By KEN SWEET, AP Business Writer
NEW YORK (AP) – JPMorgan Chase braces for the possibility that customers ranging from credit card holders to oil companies will fail to repay billions of dollars in loans as the economy reeling from the coronavirus outbreak .
JPMorgan said Tuesday that first-quarter profit plunged nearly 70% as it increased its reserves for potentially bad loans by nearly $ 7 billion. The bank warned that it could further increase these reserves during the April-June period,
The coronavirus outbreak has shut down businesses across the country and put millions of Americans out of work. Borrowers who were in great shape just a few weeks ago are now in financial difficulty and are at risk of defaulting on their loans. The Federal Reserve and the US government are taking unprecedented steps to keep credit markets functioning and to provide households and small businesses with the funds they desperately need.
JPMorgan CEO Jamie Dimon said there was a need for the bank to set aside significant funds “given the likelihood of a fairly severe recession.” The last time JPMorgan had to increase the amount of bad debt reserve to such a degree was in the first quarter of 2009, at the height of the Great Recession.
The country’s largest bank by assets, JPMorgan, said its profit fell to $ 2.87 billion in the first quarter, from $ 9.18 billion in the same period a year earlier. Wells Fargo, the nation’s largest mortgage lender, said its profits fell 95%, increasing bad debt reserves by $ 3.1 billion.
JPMorgan is one of the largest credit card issuers in the country. Millions of Americans who lost their jobs are now at risk of defaulting on their credit card accounts. The bank also recorded loan losses in its wholesale lending division of the oil and gas industry and businesses that deal directly with U.S. consumers, such as retailers.

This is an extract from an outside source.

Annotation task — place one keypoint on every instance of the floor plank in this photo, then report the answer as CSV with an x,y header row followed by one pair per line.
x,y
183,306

In total, JPMorgan has set aside over $ 8 billion for bad debt, but even that may not be enough. CFO Jennifer Piepszak told reporters on Tuesday that her credit losses were “a better estimate” based on the US unemployment rate hitting more than 10%, with a recovery in the second half of the year. She said after the quarter ended, the bank’s economists revised their estimate of US unemployment to 20% and expect gross domestic product to drop 40% in the second quarter.
Dimon told reporters he expects the reopening of the US economy to be “phased” over the next “weeks and months” – a scenario less rosy than what the White House has painted.
Banks like JPMorgan have tried to be as helpful as possible to politicians and the public in this pandemic, given that the financial sector was at the center of the latest economic crisis. Banks have given consumers longer grace periods for making credit card payments and loans, and waived the fees.
Most banks also continued to lend – they entered the crisis for the most part with strong balance sheets capable of withstanding the recession. JPMorgan said it allowed companies to leverage more than $ 50 billion in existing lines of credit and approved an additional $ 25 billion in new lines of credit last quarter.
A positive point in the bank’s results came from trading. Markets around the world were extremely volatile in the last quarter – the 11-year bull market in the United States came to a screeching halt in March – which gave Wall Street traders plenty of opportunities to trade. JPMorgan’s equity and bond trading income increased by 34% and 28%, respectively.
The bank’s first-quarter earnings of 78 cents per share missed the estimates, but analysts struggled for weeks to figure out how to measure the impact of the coronavirus on companies like JPMorgan and estimates varied wildly.